Unbekannte zünden Knallkörper in Schwerin

svz.de von
06. November 2018, 09:44 Uhr

Knallkörper sind am Montagabend im Bereich Marie-Curie-Straße in Schwerin gezündet worden. Es war kurz vor 22 Uhr, als Anwohner durch laute Knallgeräusche überrascht wurden. Die Knallgeräusche waren bis zum Polizeizentrum in der Graf-Yorck-Straße zu hören.

Ein Hinweisgeber sprach von mindestens zehn Detonationen, im Bereich "Berliner Platz". Die Polizei konnte jedoch niemanden mehr finden. Bei der weiteren Suche wurde in der Marie-Curie-Straße ein deutlicher Geruch von abgebrannten Böllern wahrgenommen. Zeugen gaben vor Ort an, dass sich Personen am Pumpwerk aufgehalten hätten, die sich in Richtung Waldgebiet entfernten.
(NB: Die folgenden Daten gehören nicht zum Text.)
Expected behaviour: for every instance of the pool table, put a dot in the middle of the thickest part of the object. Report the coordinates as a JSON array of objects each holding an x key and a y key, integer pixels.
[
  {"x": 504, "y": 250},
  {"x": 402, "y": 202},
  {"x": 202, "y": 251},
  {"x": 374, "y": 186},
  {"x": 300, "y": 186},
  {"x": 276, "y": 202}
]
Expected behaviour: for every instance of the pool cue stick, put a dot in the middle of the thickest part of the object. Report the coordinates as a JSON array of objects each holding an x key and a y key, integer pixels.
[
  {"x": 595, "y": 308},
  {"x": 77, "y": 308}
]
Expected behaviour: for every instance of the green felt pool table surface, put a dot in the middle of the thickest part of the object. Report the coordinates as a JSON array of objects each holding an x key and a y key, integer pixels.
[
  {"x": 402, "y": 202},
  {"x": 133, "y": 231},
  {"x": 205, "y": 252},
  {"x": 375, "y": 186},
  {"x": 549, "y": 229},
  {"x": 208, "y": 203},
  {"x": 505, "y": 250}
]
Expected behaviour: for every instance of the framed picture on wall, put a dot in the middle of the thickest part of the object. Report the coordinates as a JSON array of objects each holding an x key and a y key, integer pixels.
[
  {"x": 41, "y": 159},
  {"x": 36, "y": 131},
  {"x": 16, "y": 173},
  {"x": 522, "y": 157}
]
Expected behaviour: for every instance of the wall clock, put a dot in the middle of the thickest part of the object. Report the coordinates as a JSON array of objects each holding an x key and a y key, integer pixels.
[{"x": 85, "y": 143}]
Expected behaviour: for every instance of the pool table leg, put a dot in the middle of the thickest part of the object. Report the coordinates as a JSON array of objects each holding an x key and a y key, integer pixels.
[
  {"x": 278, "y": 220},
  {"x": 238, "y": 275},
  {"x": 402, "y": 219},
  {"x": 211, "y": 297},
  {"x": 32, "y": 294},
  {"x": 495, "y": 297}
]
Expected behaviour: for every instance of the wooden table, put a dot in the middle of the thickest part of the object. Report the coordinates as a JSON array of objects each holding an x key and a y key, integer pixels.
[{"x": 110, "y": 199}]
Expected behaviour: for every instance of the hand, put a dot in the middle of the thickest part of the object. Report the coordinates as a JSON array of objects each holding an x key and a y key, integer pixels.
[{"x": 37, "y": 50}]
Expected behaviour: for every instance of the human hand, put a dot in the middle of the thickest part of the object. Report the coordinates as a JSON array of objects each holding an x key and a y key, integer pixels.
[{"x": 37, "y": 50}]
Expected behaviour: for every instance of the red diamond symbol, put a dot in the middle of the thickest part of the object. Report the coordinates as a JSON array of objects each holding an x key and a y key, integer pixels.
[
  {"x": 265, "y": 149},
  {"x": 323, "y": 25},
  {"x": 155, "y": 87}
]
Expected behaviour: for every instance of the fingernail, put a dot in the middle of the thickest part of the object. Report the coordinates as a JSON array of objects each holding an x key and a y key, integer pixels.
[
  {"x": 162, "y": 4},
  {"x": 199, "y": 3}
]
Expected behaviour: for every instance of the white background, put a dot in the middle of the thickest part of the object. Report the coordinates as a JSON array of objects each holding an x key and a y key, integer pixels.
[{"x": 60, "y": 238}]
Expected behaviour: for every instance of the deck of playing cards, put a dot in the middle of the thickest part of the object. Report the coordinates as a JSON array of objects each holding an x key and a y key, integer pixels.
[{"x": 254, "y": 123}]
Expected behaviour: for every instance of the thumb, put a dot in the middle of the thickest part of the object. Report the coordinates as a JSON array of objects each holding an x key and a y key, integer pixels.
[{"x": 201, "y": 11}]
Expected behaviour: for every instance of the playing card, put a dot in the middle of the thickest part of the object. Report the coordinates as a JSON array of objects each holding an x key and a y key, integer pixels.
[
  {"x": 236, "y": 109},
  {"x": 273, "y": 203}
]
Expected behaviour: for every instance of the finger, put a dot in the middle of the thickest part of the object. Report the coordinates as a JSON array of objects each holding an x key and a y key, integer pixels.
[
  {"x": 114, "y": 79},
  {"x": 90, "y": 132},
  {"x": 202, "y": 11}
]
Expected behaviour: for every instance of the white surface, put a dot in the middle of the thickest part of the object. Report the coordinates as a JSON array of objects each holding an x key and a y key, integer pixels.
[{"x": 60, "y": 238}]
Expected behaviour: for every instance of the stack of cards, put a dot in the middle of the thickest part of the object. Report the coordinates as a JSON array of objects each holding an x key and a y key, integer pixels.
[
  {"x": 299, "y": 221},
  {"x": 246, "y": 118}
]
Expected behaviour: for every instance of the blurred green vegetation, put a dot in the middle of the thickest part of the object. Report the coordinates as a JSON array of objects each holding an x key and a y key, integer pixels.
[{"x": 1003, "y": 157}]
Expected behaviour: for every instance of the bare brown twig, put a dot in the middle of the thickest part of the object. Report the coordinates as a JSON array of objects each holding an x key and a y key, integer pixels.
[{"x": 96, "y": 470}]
Die im Volksmund genannten "Polen-Böller" sind illegale Kracher und entsprechen nicht den hiesigen Sicherheitsstandards. Unter anderem besteht die Gefahr von Fehlzündungen, außerdem haben sie eine wesentlich höhere Sprengkraft als jene Feuerwerkskörper, die hierzulande vom 29. bis 31. Dezember verkauft werden dürfen. Verbraucher dürfen Feuerwerkskörper der Kategorien F1 (Kleinstfeuerwerke: Tischfeuerwerk, Wunderkerzen, Knallerbsen) oder F2 (Kleinfeuerwerke: Raketen, Batterien, Böller) besitzen.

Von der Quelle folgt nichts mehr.